The issue in this story is a local regulation, the total number of which varies by jurisdiction and is practically unknowable. The total number of regulations for the State of North Carolina is about 25,000.

According to the Mercatus Center’s RegData database, there are (as of this writing) 1,040,940 restrictions in the Code of Federal Regulations.

Who could keep them all straight?

It was for this reason that English common law developed the concept of mens rea:

A fundamental principle of Criminal Law is that a crime consists of both a mental and a physical element. Mens rea, a person’s awareness of the fact that his or her conduct is criminal, is the mental element, and actus reus, the act itself, is the physical element.

The concept of mens rea developed in England during the latter part of the common-law era (about the year 1600) when judges began to hold that an act alone could not create criminal liability unless it was accompanied by a guilty state of mind.

In recent years, especially with respect to regulation by government agencies as opposed to legislation, mens rea requirements have fallen by the wayside. In those situations, strict liability (where the rule- or law-breaking is taken to consist only of the act itself) is assumed. Unwitting, unintentional lawbreaking and rulebreaking have skyrocketed. Law-abiding people’s lives have been turned on end by government enforcers for no good reason.

The teaser to Harvey Silverglate’s 2009 book Three Felonies a Day: How the Feds Target the Innocent puts the situation starkly:

The average professional in this country wakes up in the morning, goes to work, comes home, eats dinner, and then goes to sleep, unaware that he or she has likely committed several federal crimes that day. Why? The answer lies in the very nature of modern federal criminal laws, which have exploded in number but also become impossibly broad and vague. In Three Felonies a Day, Harvey A. Silverglate reveals how federal criminal laws have become dangerously disconnected from the English common law tradition and how prosecutors can pin arguable federal crimes on any one of us, for even the most seemingly innocuous behavior. The volume of federal crimes in recent decades has increased well beyond the statute books and into the morass of the Code of Federal Regulations, handing federal prosecutors an additional trove of vague and exceedingly complex and technical prohibitions to stick on their hapless targets. The dangers spelled out in Three Felonies a Day do not apply solely to "white collar criminals," state and local politicians, and professionals. No social class or profession is safe from this troubling form of social control by the executive branch, and nothing less than the integrity of our constitutional democracy hangs in the balance.

Clearly the unfortunate Pannese had no awareness of the fact that his property was in violation of this particular regulation and had no intent of being in violation. To believe otherwise would require the belief that Pannese, armed with the arcanum of impervious surface regulation, deliberately sought a property out of compliance and a combination of seller, real-estate agents, and inspectors who all lacked awareness of the rule.

And his is a comparably mild example.
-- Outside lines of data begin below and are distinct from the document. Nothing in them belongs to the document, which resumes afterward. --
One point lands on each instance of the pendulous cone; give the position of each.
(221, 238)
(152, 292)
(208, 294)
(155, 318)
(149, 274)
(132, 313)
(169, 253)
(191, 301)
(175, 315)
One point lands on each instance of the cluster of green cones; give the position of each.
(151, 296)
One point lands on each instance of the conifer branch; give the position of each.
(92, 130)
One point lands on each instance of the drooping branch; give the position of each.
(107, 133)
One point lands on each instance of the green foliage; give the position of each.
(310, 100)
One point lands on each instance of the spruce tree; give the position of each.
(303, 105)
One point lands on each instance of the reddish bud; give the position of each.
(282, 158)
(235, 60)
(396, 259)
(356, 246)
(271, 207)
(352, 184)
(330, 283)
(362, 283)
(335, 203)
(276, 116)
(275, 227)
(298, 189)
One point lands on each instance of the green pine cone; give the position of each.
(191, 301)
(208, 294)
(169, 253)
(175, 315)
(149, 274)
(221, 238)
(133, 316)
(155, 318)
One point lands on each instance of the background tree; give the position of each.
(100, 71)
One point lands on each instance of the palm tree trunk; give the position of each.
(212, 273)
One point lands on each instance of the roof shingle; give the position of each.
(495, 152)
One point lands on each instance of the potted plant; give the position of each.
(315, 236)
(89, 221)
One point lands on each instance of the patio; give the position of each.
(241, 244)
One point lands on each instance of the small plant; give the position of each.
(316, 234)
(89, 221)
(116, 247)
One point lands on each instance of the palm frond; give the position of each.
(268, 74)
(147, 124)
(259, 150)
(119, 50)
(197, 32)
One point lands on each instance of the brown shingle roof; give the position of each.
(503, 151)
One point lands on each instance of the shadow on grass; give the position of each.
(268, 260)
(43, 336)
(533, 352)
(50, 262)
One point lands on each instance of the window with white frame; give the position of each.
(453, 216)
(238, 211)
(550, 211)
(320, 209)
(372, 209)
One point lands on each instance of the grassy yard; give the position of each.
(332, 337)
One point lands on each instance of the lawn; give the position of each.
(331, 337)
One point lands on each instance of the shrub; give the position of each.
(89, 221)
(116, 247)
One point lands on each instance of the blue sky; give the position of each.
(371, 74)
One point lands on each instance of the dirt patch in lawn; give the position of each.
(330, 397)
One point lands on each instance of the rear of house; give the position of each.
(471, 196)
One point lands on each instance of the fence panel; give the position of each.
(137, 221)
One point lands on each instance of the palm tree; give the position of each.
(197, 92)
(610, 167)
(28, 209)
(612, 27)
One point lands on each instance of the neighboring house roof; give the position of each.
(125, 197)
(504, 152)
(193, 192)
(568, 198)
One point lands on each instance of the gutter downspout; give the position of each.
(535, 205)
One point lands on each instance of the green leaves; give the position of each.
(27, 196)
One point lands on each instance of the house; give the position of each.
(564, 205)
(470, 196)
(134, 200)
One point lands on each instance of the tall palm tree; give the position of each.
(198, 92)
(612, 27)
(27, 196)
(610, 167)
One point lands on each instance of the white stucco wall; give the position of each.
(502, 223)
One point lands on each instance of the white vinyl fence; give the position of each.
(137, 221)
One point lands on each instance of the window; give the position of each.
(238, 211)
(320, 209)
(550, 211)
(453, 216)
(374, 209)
There are well over a million other rules he, or we, could be afoul of without knowing it — despite having no desire to break any laws or commit any crime.

The reform: default mens rea

For that reason, any serious effort to correct for overregulation — or more accurately, for overcriminalization that results — must include a legislative effort to create a default mens rea structure. Where hasty regulators or legislators have neglected to include mens rea in their rules or laws, a default mens rea statute would assume mens rea was intact.

Under default mens rea, silence over mens rea would no longer mean lack of mens rea. It would mean presence of it. If the regulators or lawmakers wished to enforce strict liability, they would have to do so directly, not indirectly.